Originally posted by: groovin
Athlon XP 2800 on nForce II
Platform is irrelevant for comparing raw memory speeds.
PC3200 CL3 = 200Mhz (400Mhz effective) = 5ns cycle time. CL3 = 3 cycles / access. 3 * 5ns = 15ns / access.
PC2700 CL2.5 = 2.5 * 6ns = 15ns / access.
PC3200 CL2.5 = 2.5 * 5ns = 12.5ns / access.

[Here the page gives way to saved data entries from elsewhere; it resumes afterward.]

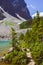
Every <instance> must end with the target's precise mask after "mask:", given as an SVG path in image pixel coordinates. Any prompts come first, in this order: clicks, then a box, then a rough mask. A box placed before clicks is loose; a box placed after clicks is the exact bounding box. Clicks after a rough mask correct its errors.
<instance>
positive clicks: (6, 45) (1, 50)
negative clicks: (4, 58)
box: [0, 40, 11, 51]
mask: <svg viewBox="0 0 43 65" xmlns="http://www.w3.org/2000/svg"><path fill="white" fill-rule="evenodd" d="M10 46H11V44H10V41H9V40H7V41H0V51H4V49H6V48H8V47H10Z"/></svg>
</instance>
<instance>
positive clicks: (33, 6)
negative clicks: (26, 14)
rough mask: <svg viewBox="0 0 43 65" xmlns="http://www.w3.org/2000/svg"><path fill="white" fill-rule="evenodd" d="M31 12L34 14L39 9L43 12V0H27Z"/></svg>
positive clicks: (25, 0) (31, 14) (26, 0)
mask: <svg viewBox="0 0 43 65" xmlns="http://www.w3.org/2000/svg"><path fill="white" fill-rule="evenodd" d="M25 2H26V3H27V7H28V9H29V11H30V14H31V15H33V14H34V13H35V12H36V11H37V10H38V11H39V12H43V0H25Z"/></svg>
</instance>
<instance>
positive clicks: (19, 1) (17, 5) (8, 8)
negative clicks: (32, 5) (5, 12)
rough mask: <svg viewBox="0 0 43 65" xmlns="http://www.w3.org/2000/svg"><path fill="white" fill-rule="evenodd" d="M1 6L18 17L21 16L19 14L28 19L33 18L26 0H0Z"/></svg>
mask: <svg viewBox="0 0 43 65" xmlns="http://www.w3.org/2000/svg"><path fill="white" fill-rule="evenodd" d="M0 6H1V7H2V8H3V9H4V11H6V12H7V13H8V14H10V15H12V16H14V17H16V18H19V17H18V16H17V14H18V15H19V16H20V17H22V18H24V19H26V20H28V19H31V16H30V12H29V10H28V8H27V5H26V3H25V1H24V0H0Z"/></svg>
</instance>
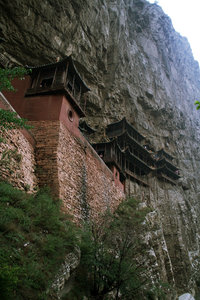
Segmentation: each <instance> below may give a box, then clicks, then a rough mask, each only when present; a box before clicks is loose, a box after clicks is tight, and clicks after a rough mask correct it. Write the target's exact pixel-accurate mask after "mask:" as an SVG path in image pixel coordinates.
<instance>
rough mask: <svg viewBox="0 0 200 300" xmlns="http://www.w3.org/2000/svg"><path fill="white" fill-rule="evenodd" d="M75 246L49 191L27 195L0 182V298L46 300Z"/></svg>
mask: <svg viewBox="0 0 200 300" xmlns="http://www.w3.org/2000/svg"><path fill="white" fill-rule="evenodd" d="M76 244H77V234H76V230H75V226H74V225H73V224H72V222H71V221H70V219H69V217H68V216H67V215H64V214H63V213H62V212H61V210H60V202H59V201H58V200H57V201H56V200H53V199H52V197H51V196H50V194H49V192H48V190H41V191H39V192H38V193H37V194H35V195H28V194H26V193H24V192H22V191H19V190H17V189H15V188H13V187H12V186H11V185H9V184H6V183H3V182H0V245H1V246H0V295H1V297H0V298H1V299H2V300H3V299H5V300H8V299H9V300H12V299H15V300H21V299H29V300H31V299H47V297H48V296H47V294H46V291H47V290H48V288H49V287H50V286H51V283H52V280H53V279H54V277H55V275H56V273H57V271H58V269H59V267H60V265H61V263H62V262H63V260H64V258H65V256H66V253H67V252H69V251H72V250H73V249H74V246H75V245H76Z"/></svg>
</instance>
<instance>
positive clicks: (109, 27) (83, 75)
mask: <svg viewBox="0 0 200 300" xmlns="http://www.w3.org/2000/svg"><path fill="white" fill-rule="evenodd" d="M0 7H1V25H0V38H1V39H2V40H4V42H2V43H1V44H0V48H1V53H0V63H1V64H2V65H3V66H9V65H12V64H14V63H19V64H23V65H25V64H28V65H37V64H43V63H47V62H52V61H55V60H56V58H57V57H60V58H62V57H64V56H65V55H72V57H73V58H74V59H75V61H76V66H77V69H78V70H79V72H80V74H81V76H82V77H83V78H84V80H85V81H86V83H87V85H88V86H89V87H90V89H91V91H90V92H89V93H88V96H87V107H86V113H87V118H86V119H87V122H88V124H89V125H91V126H92V127H93V128H95V129H96V130H97V133H99V135H98V137H95V138H97V139H98V138H99V136H101V135H102V132H103V131H104V130H103V129H104V127H105V126H106V125H107V124H109V123H110V122H114V121H117V120H120V119H121V118H122V117H124V116H126V118H127V119H128V121H129V122H130V123H132V124H133V125H134V126H135V127H136V128H137V129H138V131H139V132H140V133H142V134H143V135H145V136H146V138H147V139H149V141H150V142H151V144H152V146H153V147H154V149H155V150H159V149H160V148H162V147H163V148H165V150H166V151H167V152H169V153H170V154H172V155H173V156H174V157H175V159H176V163H177V165H178V167H179V168H180V169H181V179H180V180H179V184H177V186H172V185H170V184H168V183H162V182H160V181H158V180H157V179H155V178H151V179H150V189H148V190H146V189H145V190H144V191H143V192H144V193H143V195H144V197H142V196H141V190H140V187H139V186H138V185H137V184H134V186H133V187H132V191H134V193H135V194H136V195H137V196H138V197H139V198H140V200H141V201H142V203H143V205H147V206H149V207H151V208H152V212H151V213H150V214H149V216H148V221H149V224H150V226H149V232H147V234H146V236H145V237H144V240H145V243H146V247H147V248H149V256H148V258H147V265H148V268H149V274H150V275H149V276H150V277H151V280H152V282H156V281H158V280H161V281H163V282H166V281H167V282H169V283H170V284H171V285H172V286H173V287H174V289H175V290H176V291H177V292H178V294H180V293H183V292H189V291H191V292H193V289H194V287H195V280H196V277H197V275H198V272H199V266H198V265H199V255H200V253H199V234H200V221H199V220H200V218H199V216H200V205H199V200H200V187H199V184H198V178H199V165H200V164H199V161H200V160H199V159H200V154H199V141H200V135H199V128H200V115H199V113H198V112H197V111H196V110H195V107H194V101H195V100H197V99H200V70H199V65H198V63H197V62H196V61H194V59H193V56H192V52H191V49H190V45H189V44H188V41H187V39H186V38H184V37H181V36H180V35H179V34H178V33H177V32H175V30H174V28H173V26H172V23H171V21H170V19H169V17H168V16H166V15H165V14H164V13H163V11H162V9H161V8H160V7H159V6H158V5H156V4H150V3H148V2H147V1H144V0H101V1H99V0H93V1H91V0H84V1H83V0H62V1H57V0H54V1H51V0H49V1H42V3H40V2H39V1H31V0H30V1H24V0H16V1H14V2H5V1H2V0H0ZM172 299H173V298H172Z"/></svg>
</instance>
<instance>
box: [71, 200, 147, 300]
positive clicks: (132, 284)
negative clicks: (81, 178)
mask: <svg viewBox="0 0 200 300" xmlns="http://www.w3.org/2000/svg"><path fill="white" fill-rule="evenodd" d="M146 213H147V210H144V209H143V210H138V206H137V202H136V201H135V200H134V199H129V200H127V201H125V202H123V203H122V204H121V205H120V206H119V207H118V209H117V211H116V212H115V213H114V215H112V214H110V213H109V212H108V213H107V214H106V216H104V218H103V220H102V223H98V224H96V223H90V224H88V225H87V226H86V227H85V230H84V231H83V233H82V240H81V244H80V248H81V263H80V267H79V271H78V272H77V276H76V284H77V286H76V287H75V289H74V291H72V293H71V295H70V297H71V298H70V299H82V298H81V297H83V295H86V296H87V297H88V299H119V298H120V299H140V298H139V296H138V295H137V297H136V298H134V295H136V294H137V290H138V289H140V287H141V286H142V285H143V284H144V282H143V280H142V279H141V275H142V273H143V266H142V264H140V262H139V261H138V260H137V255H136V253H138V251H142V249H141V244H140V239H139V235H140V233H141V231H142V230H143V227H144V224H143V221H144V218H145V215H146ZM111 294H112V297H111V298H109V297H110V295H111ZM120 295H121V296H120ZM113 296H114V298H113ZM141 299H142V298H141Z"/></svg>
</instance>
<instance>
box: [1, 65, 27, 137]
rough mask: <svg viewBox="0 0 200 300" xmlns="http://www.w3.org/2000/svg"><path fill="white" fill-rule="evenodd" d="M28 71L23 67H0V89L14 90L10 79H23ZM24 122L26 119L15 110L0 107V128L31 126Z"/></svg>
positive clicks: (10, 127) (26, 69)
mask: <svg viewBox="0 0 200 300" xmlns="http://www.w3.org/2000/svg"><path fill="white" fill-rule="evenodd" d="M30 72H31V70H27V69H25V68H23V67H15V68H13V69H2V68H0V91H3V90H8V91H15V89H14V87H13V85H12V80H13V79H14V78H19V79H24V75H26V74H28V73H30ZM26 122H27V120H25V119H22V118H19V117H18V116H17V113H16V112H13V111H8V110H4V109H0V130H2V131H4V130H5V129H17V128H26V129H30V128H32V127H31V126H28V125H27V124H26ZM1 140H2V138H1Z"/></svg>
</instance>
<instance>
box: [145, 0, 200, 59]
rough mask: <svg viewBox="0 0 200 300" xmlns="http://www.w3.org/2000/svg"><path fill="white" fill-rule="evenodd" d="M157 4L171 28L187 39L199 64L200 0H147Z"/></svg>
mask: <svg viewBox="0 0 200 300" xmlns="http://www.w3.org/2000/svg"><path fill="white" fill-rule="evenodd" d="M148 1H149V2H151V3H154V2H157V4H158V5H160V6H161V7H162V9H163V10H164V12H165V13H166V14H167V15H168V16H169V17H170V18H171V20H172V23H173V26H174V28H175V30H176V31H177V32H179V33H180V34H181V35H182V36H185V37H187V39H188V41H189V43H190V46H191V48H192V52H193V55H194V58H195V59H196V60H198V62H199V64H200V0H158V1H155V0H148Z"/></svg>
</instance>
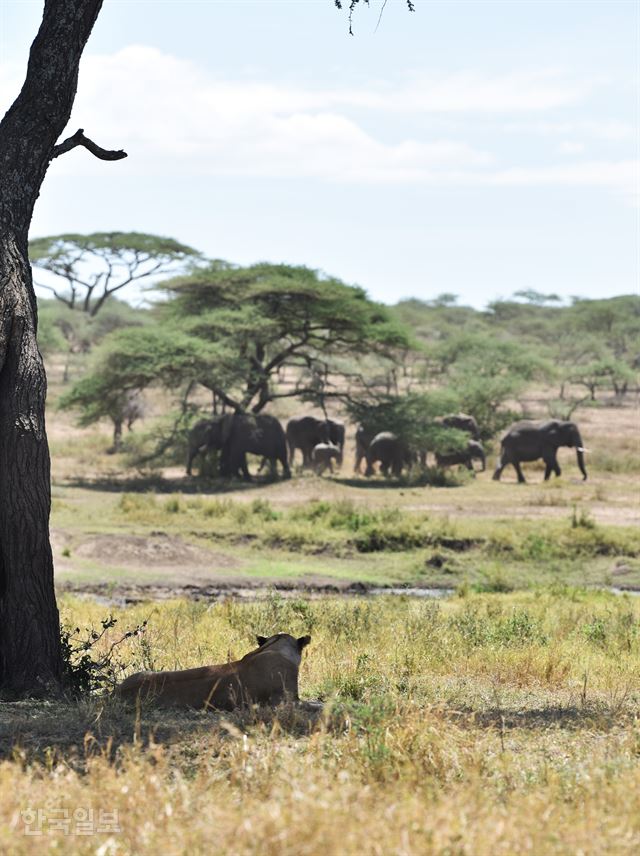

PC2700 CL2 = 166Mhz (333Mhz effective) = 6ns cycle time. CL2 = 2 cycles / access. 2 * 6ns = 12ns / access.
In terms of
latency, PC2700 CL2.5 is exactly equivalent to PC3200 CL3, and slightly slower than PC3200 CL2.5. PC2700 CL2 is faster than PC3200 CL2.5, but just barely.
In terms of
bandwidth, the PC3200 will blow the PC2700 away (it's about 20% faster).
On an AXP-based platform, you generally take a pretty big performance hit running your memory async. So if you have a 166Mhz FSB and you're not overclocking it, stick with the PC2700. Athlon processors generally are not starved for bandwidth like P4's are. If you have a 200Mhz FSB, you should run at PC3200 speeds to avoid running async, even if you have to loosen the timings a bit. Frankly, I doubt you'd see much difference outside of a few synthetic benchmarks -- the difference between the tighest and loosest timings is generally well under 5% in practice.